If the body feels a lack of this substance, it can lead to physical and psychological ailment. Tryptophan helps us to keep ourselves in good shape, as it contributes to:
- normalization of appetite;
- reducing hunger;
- curing neuroses and mental illness;
- growth hormone production.
Tryptophan in food
Tryptophan is an indispensable part of proteins, and therefore it is found in protein foods, as well as in animal and plant products.
Tryptophan in meat products:
- in a turkey and a rabbit for 330 mg;
- in the 2nd category chicken - 330;
- in the first category chicken - 290;
- in veal - 250;
- in the beef liver - 240;
- in beef - 220;
- in lamb - 210;
- in chicken eggs - 200;
- in the pork - 190.
Thus it is necessary to consider, that in connecting tissues there are no amino acids, and to supplement its stocks prepare a cutting from a thin or thick edge.

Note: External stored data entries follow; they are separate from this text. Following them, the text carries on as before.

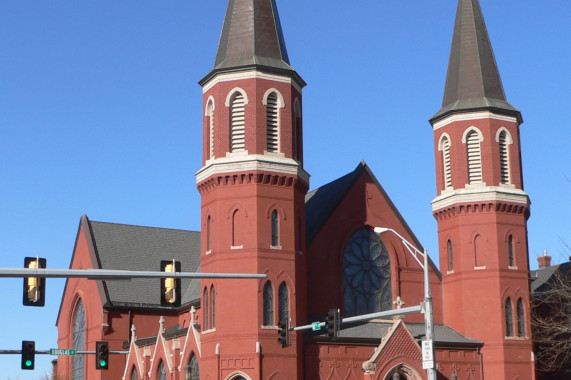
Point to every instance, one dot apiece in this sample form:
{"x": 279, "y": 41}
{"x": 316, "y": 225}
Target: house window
{"x": 520, "y": 319}
{"x": 212, "y": 308}
{"x": 272, "y": 122}
{"x": 283, "y": 299}
{"x": 450, "y": 257}
{"x": 504, "y": 157}
{"x": 162, "y": 372}
{"x": 445, "y": 147}
{"x": 237, "y": 122}
{"x": 474, "y": 157}
{"x": 210, "y": 119}
{"x": 78, "y": 342}
{"x": 205, "y": 304}
{"x": 366, "y": 275}
{"x": 268, "y": 301}
{"x": 192, "y": 371}
{"x": 511, "y": 256}
{"x": 509, "y": 318}
{"x": 275, "y": 229}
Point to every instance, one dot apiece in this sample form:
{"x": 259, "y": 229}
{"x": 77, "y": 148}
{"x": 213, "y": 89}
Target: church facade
{"x": 318, "y": 248}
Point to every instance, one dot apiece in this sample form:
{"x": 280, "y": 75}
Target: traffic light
{"x": 101, "y": 355}
{"x": 170, "y": 286}
{"x": 283, "y": 333}
{"x": 332, "y": 323}
{"x": 34, "y": 287}
{"x": 28, "y": 354}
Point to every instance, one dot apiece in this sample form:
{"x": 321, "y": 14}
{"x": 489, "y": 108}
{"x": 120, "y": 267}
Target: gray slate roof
{"x": 473, "y": 81}
{"x": 374, "y": 330}
{"x": 120, "y": 246}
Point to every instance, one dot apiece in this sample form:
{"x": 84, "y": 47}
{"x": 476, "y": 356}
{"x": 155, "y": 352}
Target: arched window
{"x": 275, "y": 229}
{"x": 520, "y": 319}
{"x": 235, "y": 227}
{"x": 206, "y": 312}
{"x": 366, "y": 275}
{"x": 450, "y": 256}
{"x": 208, "y": 234}
{"x": 237, "y": 122}
{"x": 134, "y": 375}
{"x": 272, "y": 122}
{"x": 445, "y": 148}
{"x": 509, "y": 318}
{"x": 511, "y": 256}
{"x": 210, "y": 119}
{"x": 504, "y": 157}
{"x": 162, "y": 372}
{"x": 268, "y": 302}
{"x": 212, "y": 308}
{"x": 78, "y": 341}
{"x": 192, "y": 371}
{"x": 298, "y": 133}
{"x": 474, "y": 157}
{"x": 283, "y": 299}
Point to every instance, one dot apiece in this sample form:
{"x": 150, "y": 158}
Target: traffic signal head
{"x": 34, "y": 287}
{"x": 170, "y": 286}
{"x": 28, "y": 354}
{"x": 283, "y": 333}
{"x": 101, "y": 355}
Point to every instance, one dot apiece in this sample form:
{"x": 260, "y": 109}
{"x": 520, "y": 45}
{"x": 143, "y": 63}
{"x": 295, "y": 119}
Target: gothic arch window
{"x": 366, "y": 275}
{"x": 511, "y": 257}
{"x": 520, "y": 319}
{"x": 272, "y": 122}
{"x": 162, "y": 371}
{"x": 509, "y": 317}
{"x": 210, "y": 121}
{"x": 192, "y": 370}
{"x": 78, "y": 341}
{"x": 450, "y": 255}
{"x": 472, "y": 139}
{"x": 444, "y": 146}
{"x": 297, "y": 132}
{"x": 206, "y": 311}
{"x": 268, "y": 302}
{"x": 275, "y": 228}
{"x": 504, "y": 140}
{"x": 212, "y": 308}
{"x": 134, "y": 375}
{"x": 237, "y": 122}
{"x": 283, "y": 300}
{"x": 208, "y": 233}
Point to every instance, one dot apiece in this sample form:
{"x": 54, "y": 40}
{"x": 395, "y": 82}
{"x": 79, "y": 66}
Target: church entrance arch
{"x": 402, "y": 372}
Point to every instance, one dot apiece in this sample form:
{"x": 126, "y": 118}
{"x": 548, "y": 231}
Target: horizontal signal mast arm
{"x": 116, "y": 274}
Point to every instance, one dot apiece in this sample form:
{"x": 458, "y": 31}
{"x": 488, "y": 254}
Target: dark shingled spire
{"x": 473, "y": 80}
{"x": 252, "y": 38}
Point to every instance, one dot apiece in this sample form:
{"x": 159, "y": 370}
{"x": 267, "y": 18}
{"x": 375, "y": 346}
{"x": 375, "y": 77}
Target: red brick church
{"x": 317, "y": 248}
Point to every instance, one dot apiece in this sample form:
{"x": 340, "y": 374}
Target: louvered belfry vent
{"x": 474, "y": 158}
{"x": 272, "y": 123}
{"x": 447, "y": 165}
{"x": 238, "y": 138}
{"x": 504, "y": 158}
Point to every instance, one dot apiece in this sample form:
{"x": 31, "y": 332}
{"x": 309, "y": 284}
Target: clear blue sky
{"x": 100, "y": 114}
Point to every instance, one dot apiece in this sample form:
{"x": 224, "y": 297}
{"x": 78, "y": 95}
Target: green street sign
{"x": 62, "y": 351}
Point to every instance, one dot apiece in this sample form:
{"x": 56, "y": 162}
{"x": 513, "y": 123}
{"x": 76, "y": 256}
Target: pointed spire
{"x": 251, "y": 37}
{"x": 473, "y": 81}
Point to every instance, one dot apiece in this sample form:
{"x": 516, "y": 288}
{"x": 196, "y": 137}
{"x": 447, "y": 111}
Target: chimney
{"x": 544, "y": 261}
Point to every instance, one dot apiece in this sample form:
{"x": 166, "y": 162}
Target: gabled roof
{"x": 252, "y": 37}
{"x": 473, "y": 81}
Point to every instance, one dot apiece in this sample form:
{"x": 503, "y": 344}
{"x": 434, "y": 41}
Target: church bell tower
{"x": 252, "y": 185}
{"x": 481, "y": 207}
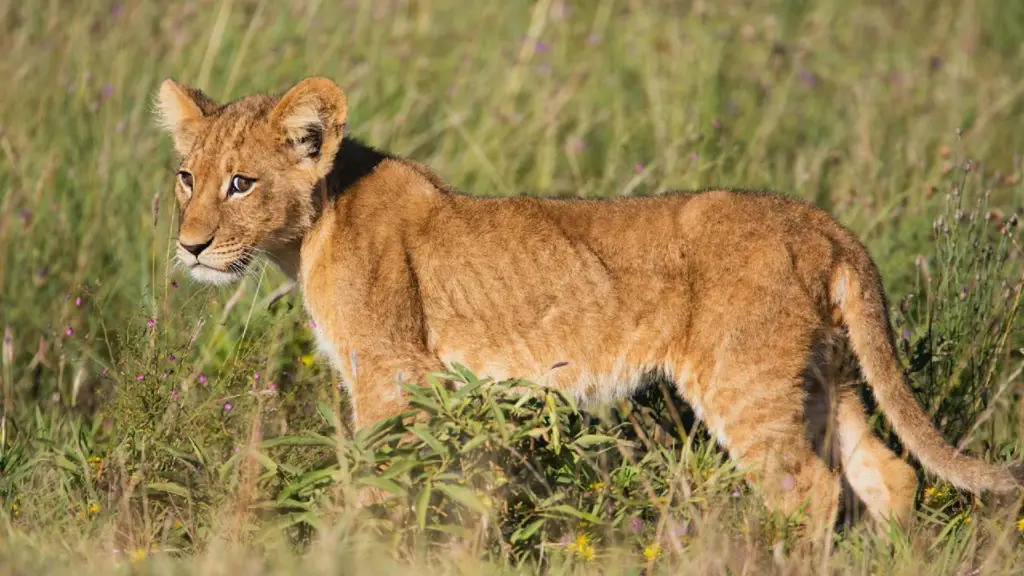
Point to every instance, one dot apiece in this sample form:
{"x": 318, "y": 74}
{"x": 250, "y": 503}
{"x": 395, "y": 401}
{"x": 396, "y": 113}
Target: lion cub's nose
{"x": 197, "y": 249}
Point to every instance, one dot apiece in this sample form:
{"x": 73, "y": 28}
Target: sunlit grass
{"x": 137, "y": 434}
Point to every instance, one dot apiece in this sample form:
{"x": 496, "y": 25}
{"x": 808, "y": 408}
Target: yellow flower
{"x": 582, "y": 547}
{"x": 587, "y": 553}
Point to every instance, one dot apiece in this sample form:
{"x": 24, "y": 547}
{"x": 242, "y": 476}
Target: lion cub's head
{"x": 248, "y": 170}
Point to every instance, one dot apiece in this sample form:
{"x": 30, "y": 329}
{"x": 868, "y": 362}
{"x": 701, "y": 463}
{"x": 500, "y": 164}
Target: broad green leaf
{"x": 383, "y": 484}
{"x": 569, "y": 510}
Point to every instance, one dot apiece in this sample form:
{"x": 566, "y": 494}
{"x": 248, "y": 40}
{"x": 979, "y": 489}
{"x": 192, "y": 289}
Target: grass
{"x": 137, "y": 437}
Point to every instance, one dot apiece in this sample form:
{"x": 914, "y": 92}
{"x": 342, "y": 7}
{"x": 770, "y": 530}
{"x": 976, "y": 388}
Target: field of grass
{"x": 150, "y": 423}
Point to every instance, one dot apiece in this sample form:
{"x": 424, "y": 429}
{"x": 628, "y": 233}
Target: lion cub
{"x": 739, "y": 298}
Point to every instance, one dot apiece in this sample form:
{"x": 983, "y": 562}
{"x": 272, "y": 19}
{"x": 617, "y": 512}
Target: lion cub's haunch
{"x": 745, "y": 301}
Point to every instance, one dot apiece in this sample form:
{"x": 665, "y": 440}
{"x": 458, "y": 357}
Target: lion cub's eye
{"x": 185, "y": 178}
{"x": 240, "y": 184}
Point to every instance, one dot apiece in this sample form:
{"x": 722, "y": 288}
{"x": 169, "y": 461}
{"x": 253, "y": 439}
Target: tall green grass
{"x": 148, "y": 422}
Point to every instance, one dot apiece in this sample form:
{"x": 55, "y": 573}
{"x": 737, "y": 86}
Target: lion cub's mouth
{"x": 229, "y": 274}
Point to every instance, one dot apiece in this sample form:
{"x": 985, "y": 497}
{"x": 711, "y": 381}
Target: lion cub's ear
{"x": 180, "y": 110}
{"x": 310, "y": 117}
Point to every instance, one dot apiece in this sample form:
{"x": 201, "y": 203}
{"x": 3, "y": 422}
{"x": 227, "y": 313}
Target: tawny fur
{"x": 741, "y": 298}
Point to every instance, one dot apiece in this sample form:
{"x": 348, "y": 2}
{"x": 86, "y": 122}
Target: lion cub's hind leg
{"x": 885, "y": 483}
{"x": 755, "y": 408}
{"x": 838, "y": 425}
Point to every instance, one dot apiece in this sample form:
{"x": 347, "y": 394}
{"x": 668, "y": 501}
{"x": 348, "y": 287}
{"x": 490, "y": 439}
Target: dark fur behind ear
{"x": 310, "y": 116}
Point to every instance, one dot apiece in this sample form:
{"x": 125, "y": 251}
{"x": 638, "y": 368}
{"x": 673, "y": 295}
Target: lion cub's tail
{"x": 856, "y": 290}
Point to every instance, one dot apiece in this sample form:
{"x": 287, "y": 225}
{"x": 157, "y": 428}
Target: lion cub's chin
{"x": 208, "y": 275}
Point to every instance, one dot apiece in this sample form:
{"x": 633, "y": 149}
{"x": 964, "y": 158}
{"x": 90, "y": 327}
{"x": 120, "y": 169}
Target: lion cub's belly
{"x": 590, "y": 382}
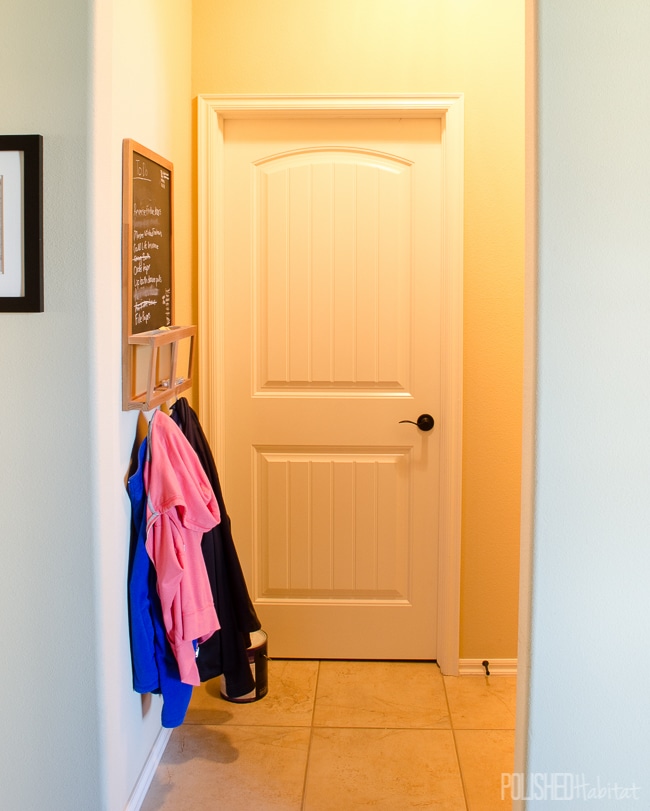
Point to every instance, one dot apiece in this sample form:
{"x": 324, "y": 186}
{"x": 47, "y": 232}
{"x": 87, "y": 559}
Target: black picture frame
{"x": 21, "y": 224}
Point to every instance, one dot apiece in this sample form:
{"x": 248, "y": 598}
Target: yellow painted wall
{"x": 418, "y": 46}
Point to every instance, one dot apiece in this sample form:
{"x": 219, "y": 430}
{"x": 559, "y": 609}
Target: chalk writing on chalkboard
{"x": 150, "y": 285}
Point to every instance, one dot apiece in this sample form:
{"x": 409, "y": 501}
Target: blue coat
{"x": 154, "y": 666}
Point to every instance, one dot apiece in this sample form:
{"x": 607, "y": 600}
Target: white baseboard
{"x": 146, "y": 775}
{"x": 497, "y": 667}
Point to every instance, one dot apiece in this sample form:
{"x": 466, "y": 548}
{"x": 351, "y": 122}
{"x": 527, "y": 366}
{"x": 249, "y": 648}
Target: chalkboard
{"x": 147, "y": 254}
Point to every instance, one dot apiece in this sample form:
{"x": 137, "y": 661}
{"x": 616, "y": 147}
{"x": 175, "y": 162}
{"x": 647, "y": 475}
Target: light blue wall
{"x": 73, "y": 734}
{"x": 49, "y": 713}
{"x": 591, "y": 554}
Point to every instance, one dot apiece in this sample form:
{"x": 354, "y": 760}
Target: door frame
{"x": 212, "y": 112}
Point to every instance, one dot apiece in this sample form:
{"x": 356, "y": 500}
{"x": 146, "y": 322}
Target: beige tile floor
{"x": 343, "y": 736}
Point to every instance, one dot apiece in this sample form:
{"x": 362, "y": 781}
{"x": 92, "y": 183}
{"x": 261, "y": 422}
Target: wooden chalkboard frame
{"x": 148, "y": 278}
{"x": 146, "y": 216}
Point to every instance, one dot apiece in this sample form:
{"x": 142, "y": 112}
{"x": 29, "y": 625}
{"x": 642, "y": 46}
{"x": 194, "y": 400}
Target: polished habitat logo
{"x": 563, "y": 787}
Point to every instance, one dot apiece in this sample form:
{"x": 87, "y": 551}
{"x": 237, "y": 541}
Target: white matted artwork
{"x": 21, "y": 224}
{"x": 12, "y": 274}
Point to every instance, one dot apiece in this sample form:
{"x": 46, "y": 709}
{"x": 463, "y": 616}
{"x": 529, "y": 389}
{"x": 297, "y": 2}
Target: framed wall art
{"x": 21, "y": 223}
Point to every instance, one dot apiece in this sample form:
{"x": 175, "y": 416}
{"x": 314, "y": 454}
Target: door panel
{"x": 332, "y": 329}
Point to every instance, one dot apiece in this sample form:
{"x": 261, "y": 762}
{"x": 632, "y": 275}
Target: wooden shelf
{"x": 157, "y": 391}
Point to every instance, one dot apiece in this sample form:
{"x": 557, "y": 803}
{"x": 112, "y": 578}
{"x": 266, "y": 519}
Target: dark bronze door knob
{"x": 425, "y": 422}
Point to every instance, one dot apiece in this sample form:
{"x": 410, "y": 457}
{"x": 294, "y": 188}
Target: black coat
{"x": 226, "y": 650}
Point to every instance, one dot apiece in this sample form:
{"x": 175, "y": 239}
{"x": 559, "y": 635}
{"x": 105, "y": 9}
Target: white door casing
{"x": 274, "y": 465}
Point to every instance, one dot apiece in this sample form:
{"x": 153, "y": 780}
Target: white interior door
{"x": 332, "y": 291}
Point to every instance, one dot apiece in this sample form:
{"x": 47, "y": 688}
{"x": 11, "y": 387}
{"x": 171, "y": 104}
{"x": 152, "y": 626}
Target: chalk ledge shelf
{"x": 159, "y": 390}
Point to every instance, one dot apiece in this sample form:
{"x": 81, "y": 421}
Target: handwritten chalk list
{"x": 151, "y": 245}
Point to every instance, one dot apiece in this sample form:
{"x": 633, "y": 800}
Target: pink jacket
{"x": 181, "y": 506}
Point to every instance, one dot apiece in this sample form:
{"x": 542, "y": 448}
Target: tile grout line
{"x": 311, "y": 735}
{"x": 453, "y": 735}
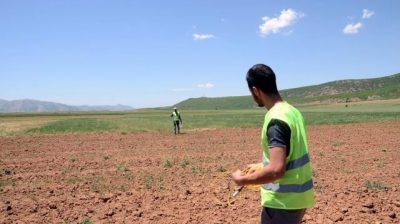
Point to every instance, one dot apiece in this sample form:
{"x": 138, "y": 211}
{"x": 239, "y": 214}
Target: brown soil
{"x": 126, "y": 178}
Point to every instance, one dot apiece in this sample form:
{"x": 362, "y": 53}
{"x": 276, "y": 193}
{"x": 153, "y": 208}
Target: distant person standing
{"x": 177, "y": 119}
{"x": 286, "y": 178}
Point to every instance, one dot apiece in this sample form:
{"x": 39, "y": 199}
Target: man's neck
{"x": 272, "y": 100}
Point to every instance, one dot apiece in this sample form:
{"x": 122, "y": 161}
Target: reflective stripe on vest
{"x": 295, "y": 163}
{"x": 288, "y": 188}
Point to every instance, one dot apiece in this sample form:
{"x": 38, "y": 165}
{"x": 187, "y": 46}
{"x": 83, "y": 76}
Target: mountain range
{"x": 341, "y": 91}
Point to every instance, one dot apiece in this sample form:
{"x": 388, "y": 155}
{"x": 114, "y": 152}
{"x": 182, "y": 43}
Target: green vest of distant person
{"x": 176, "y": 115}
{"x": 295, "y": 189}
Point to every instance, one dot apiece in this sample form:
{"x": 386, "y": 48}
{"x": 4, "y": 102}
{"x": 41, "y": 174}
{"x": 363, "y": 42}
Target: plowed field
{"x": 161, "y": 178}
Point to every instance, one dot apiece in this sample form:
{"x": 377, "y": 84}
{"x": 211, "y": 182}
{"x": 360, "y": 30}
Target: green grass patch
{"x": 75, "y": 125}
{"x": 160, "y": 121}
{"x": 374, "y": 185}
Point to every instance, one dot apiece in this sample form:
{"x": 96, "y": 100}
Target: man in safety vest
{"x": 176, "y": 117}
{"x": 286, "y": 177}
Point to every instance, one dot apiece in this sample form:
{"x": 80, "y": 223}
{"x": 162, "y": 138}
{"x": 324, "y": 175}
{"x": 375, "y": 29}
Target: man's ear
{"x": 256, "y": 91}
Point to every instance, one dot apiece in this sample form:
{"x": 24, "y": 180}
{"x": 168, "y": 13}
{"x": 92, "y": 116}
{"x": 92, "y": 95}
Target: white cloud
{"x": 274, "y": 25}
{"x": 198, "y": 36}
{"x": 182, "y": 89}
{"x": 352, "y": 28}
{"x": 367, "y": 14}
{"x": 206, "y": 85}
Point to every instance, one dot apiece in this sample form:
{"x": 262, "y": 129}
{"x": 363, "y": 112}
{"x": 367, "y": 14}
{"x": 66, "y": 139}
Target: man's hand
{"x": 237, "y": 177}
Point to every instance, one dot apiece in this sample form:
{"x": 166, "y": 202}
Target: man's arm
{"x": 278, "y": 135}
{"x": 273, "y": 171}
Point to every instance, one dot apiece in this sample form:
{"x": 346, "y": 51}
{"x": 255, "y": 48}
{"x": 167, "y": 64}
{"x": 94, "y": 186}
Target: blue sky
{"x": 157, "y": 53}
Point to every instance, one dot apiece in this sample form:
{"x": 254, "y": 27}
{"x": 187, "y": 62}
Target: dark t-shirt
{"x": 278, "y": 134}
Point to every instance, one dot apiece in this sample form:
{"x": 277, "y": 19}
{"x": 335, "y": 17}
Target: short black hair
{"x": 262, "y": 77}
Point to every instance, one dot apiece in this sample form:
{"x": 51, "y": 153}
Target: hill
{"x": 351, "y": 90}
{"x": 16, "y": 106}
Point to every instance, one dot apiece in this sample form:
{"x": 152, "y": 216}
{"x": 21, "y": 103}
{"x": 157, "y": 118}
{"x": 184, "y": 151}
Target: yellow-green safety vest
{"x": 295, "y": 189}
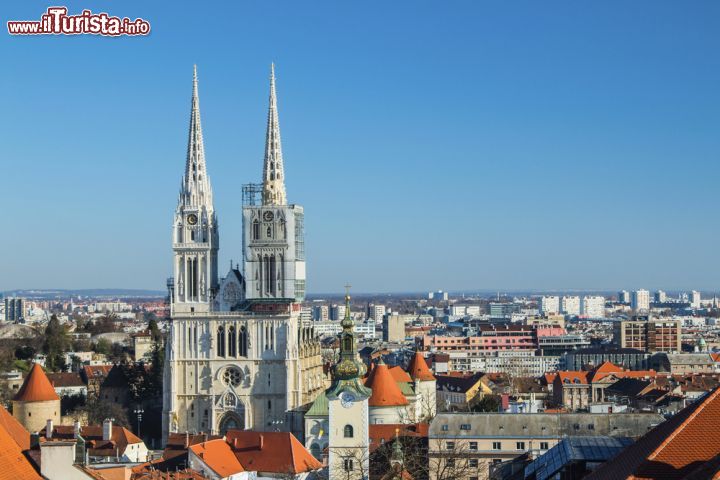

Tryptophan in fish and seafood:
- in red and black caviar - 960;
- in squids - 320;
- in the horse mackerel - 300;
- in the Atlantic herring - 250;
- in the salmon - 220;
- in cod and pollock - 210;
- in carp, halibut and pike perch - 180;
- in the sea perch - 170;
- in mackerel - 160.
In dairy products:
- in the Dutch cheese - 790;
- in fat cottage cheese - 210;
- in low-fat cottage cheese - 210;
- in kefir and milk - 40.
Tryptophan in nuts and seeds:
- in peanut -750;
- in almonds - 630;
- in cashew - 600;
- in cedar nuts - 420;
- in sunflower seeds and pistachios - 300.
In cereals and legumes:
- in soybeans - 600;
- in beans and peas - 260;
- in buckwheat groats - 180;
- in the wheat - 170;
- in oatmeal - 160;
- in the barley cucumber - 120;
- in pearl barley - 120.
Other products containing tryptophan:
- in chocolate - 200;
- in dried apricots - 150;
- in mushrooms - 130;
- in pasta - 130;
- in wheat bread - 100.
And to ensure good absorption of tryptophan will help fast carbohydrates, B vitamins, magnesium and iron. That's why it's so important to eat balanced. Many people believe that it is sufficient to eat foods rich in tryptophan, but this is not enough. It is important to be able to correctly combine them. To provide your body with an essential acid, a sandwich of white bread and cheese, as well as meat and pasta, will perfectly suit. And that tryptophan is better assimilated, it is necessary to eat a liver, as it contains many amino acids, iron and vitamins of group B.
To take a great interest in such products it is not necessary, as their surplus can cause harm to an organism. Everything should be normal.